If you look back to our definition of a PFIC, it appears as though a foreign company can concurrently be a CFC and a PFIC. However, this is merely an illusion as the Code provides a hierarchical order between the two when both classifications would be applicable.

Synopsis on the Definitions:
As previously discussed in our blog, Passive Foreign Investment Companies, a company will be a PFIC if it is a foreign company, and either:

  1. 70% of the company’s gross income is passive income; or
  2. 50% of the company’s assets are passive assets.

Alternatively, as described in our blog, The “Controlled Foreign Corporation” Regime: What is a CFC Anyway?, a company will be a controlled foreign company is it is a foreign company that has at least one U.S. Shareholder who owns, on any day during the foreign corporation’s tax year, at least 50% of either:

  1. The company’s total value; or
  2. The company’s total voting stock.

Code Section 1297(d)
Under Section 1297(d) of the Code, “a corporation shall not be treated with respect to a shareholder as a passive foreign investment company during the qualified portion of such shareholders holding period with respect to stock in a controlled foreign corporation.” Under this section, the qualified portion of a shareholder’s holding period is the portion in which the shareholder is a U.S. Shareholder and the corporation meets the controlled foreign corporation classification.

Asena advisors. We protect Wealth.

An important thing to note here is that this classification occurs “with respect to a shareholder.” This means that a foreign corporation can be a CFC for some shareholders, but a PFIC for others. While this seems somewhat obscure, this diverging classification most commonly occurs where there is a U.S. Person who holds less than 10% of a corporation’s total value or voting stock, as they cannot be a U.S. Shareholder.

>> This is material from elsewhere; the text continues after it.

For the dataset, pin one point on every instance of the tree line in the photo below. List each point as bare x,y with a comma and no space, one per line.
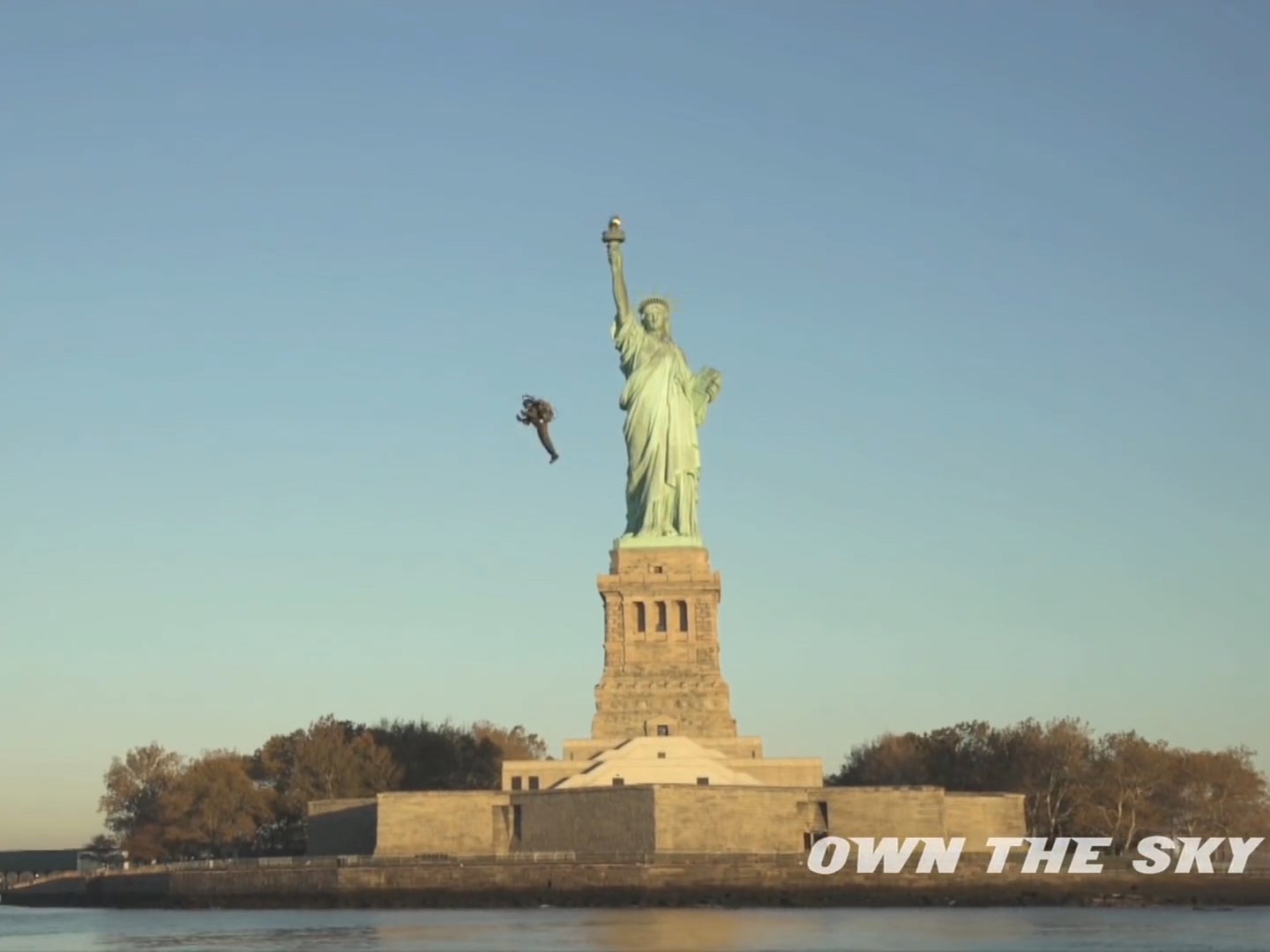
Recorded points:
161,805
1077,782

If they are not a U.S. Shareholder, then the CFC classification will be inapplicable to them because they a CFC classification requires that the U.S. Person be a U.S. Shareholder.

For example, foreign company, X, only owns passive assets. A, B, and C are all U.S. Persons who own shares in X. A owns 50% of X, B owns 45% of X and C owns 5% of X. X may be classified as a PFIC due to it holding all passive assets. X may also be classified as a controlled foreign corporation as U.S. Shareholders own at least 50% of the company’s value. As we have learned, if a comapny can be classified as a CFC and a PFIC then the CFC classification takes priority. At the same time, this analysis must be done on an individual basis. A and B are U.S> Shareholders because they own at least 10% of X, but C’s 5% interest disqualifies from being a U.S. Shareholder. Accordingly, X will be a CFC for A and B, but will remain a PFIC for C.